In the past decade, numerous studies have shown that circulating tumor cells (CTCs) may be used as a marker to predict disease progression and survival in metastatic [49-51] and possibly even in early-stage cancer patients [52]. High CTC numbers were correlated with aggressive disease, increased metastasis, and decreased time to relapse [53]. Considering the simplicity and minimally invasion of blood collection, CTCs are expected to be used as a marker for monitoring tumor progression and guiding therapeutic management as well as indicating therapy effectiveness [54]. However, technical obstacles, such as small quantity and lack of standardized detection assays and valid marker limit clinical usage [55]. Zeune et al. [56] reported that the manual counting for CTCs of prostate cancer and non-small cell lung cancer on fluorescent images varied among human reviewers and counting platforms, whereas DL-based CTC recognition was relatively stable with higher accuracy than the average level of human reviewers.
Considering the current contribution of AI to identifying tumor regions, detecting lymph node metastasis and CTCs, and the ability of AI to analyze large amounts of data, AI approaches will potentially help pathologists and oncologists perform tumor staging.
2.5 Evaluation of pathological features
Mitosis represents the proliferation ability of tumor cells.
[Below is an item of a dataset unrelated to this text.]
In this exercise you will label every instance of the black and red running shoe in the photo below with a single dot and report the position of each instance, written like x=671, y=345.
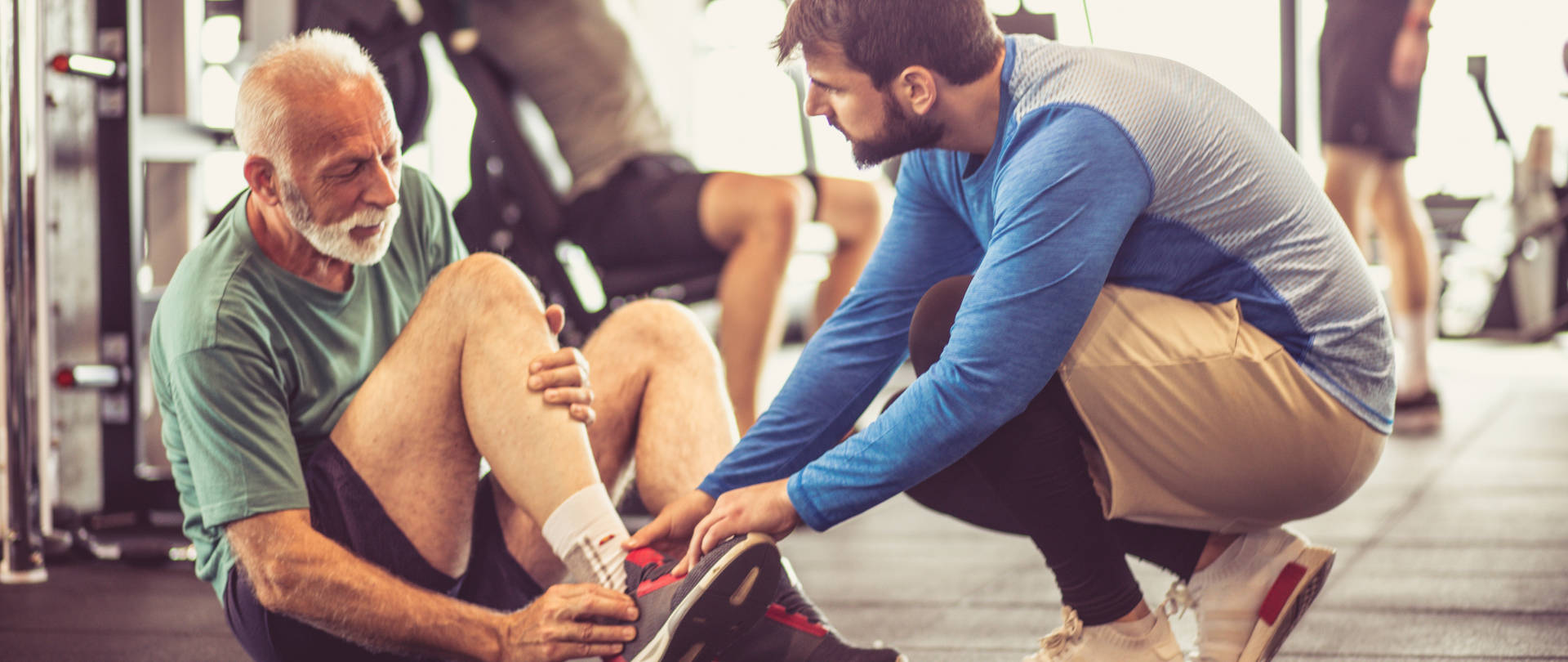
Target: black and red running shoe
x=693, y=619
x=794, y=631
However, mitosis count is time-consuming. The Assessment of Mitosis Detection Algorithms 2013 (AMIDA13) generated a good algorithm recognizing mitoses with the F1-score of 0.611 on 1000 images at high power fields (HPFs) from breast cancers, which was comparable to the performance of inter-observers [57]. The proliferation scores of breast cancers were reported based on the WSIs-level AI detection in the Tumor Proliferation Assessment Challenge 2016 (TUPAC16) [58].
Tumor budding is one of the aggressive behavior of tumors. In colorectal carcinomas, Weis et al. [59] utilized CNN to obtain the absolute number of tumor budding based on cytokeratin-stained WSIs and demonstrated the correlation between the number of budding hotspots and the status of lymph node. It has been reported that the kind and amount of tumor-infiltrating immune cells are related with the sensitivity to immunotherapy and prognostic stratification for tumor patients [60, 61]. A DL method using CD45-annotated digital images could quantify immune cells and distinguish immune cell-rich or -poor regions in breast cancer [62]. The AUC was 0.99 without the limitation of histological types and grades. The AI algorithm had an excellent performance in counting T-cells and B-cells on both cell patch- and WSI-level images of CD3-, CD8-, and CD20-stained sections from lung tissue, undisturbed by anthracitic pigment [63]. Compared with the hand-crafted AI focused on hand-crafted pathological features, DL-based AI could recognized both hand-crafted features and domain-agnostic features which could be applied across disease and tissue types.
2.6 Evaluation of biomarkers
Saha et al. [64] used a DL-based approach to automatically detect high-proliferation regions and calculate the Ki-67 index of breast cancer. Niazi et al. [65] developed AI algorithms to segment tumor areas from interstitium and normal pancreatic tissue on the unevenly Ki-67-immunoreactive WSIs and accordingly calculated the Ki-67 index more precisely in pancreatic neuroendocrine neoplasms.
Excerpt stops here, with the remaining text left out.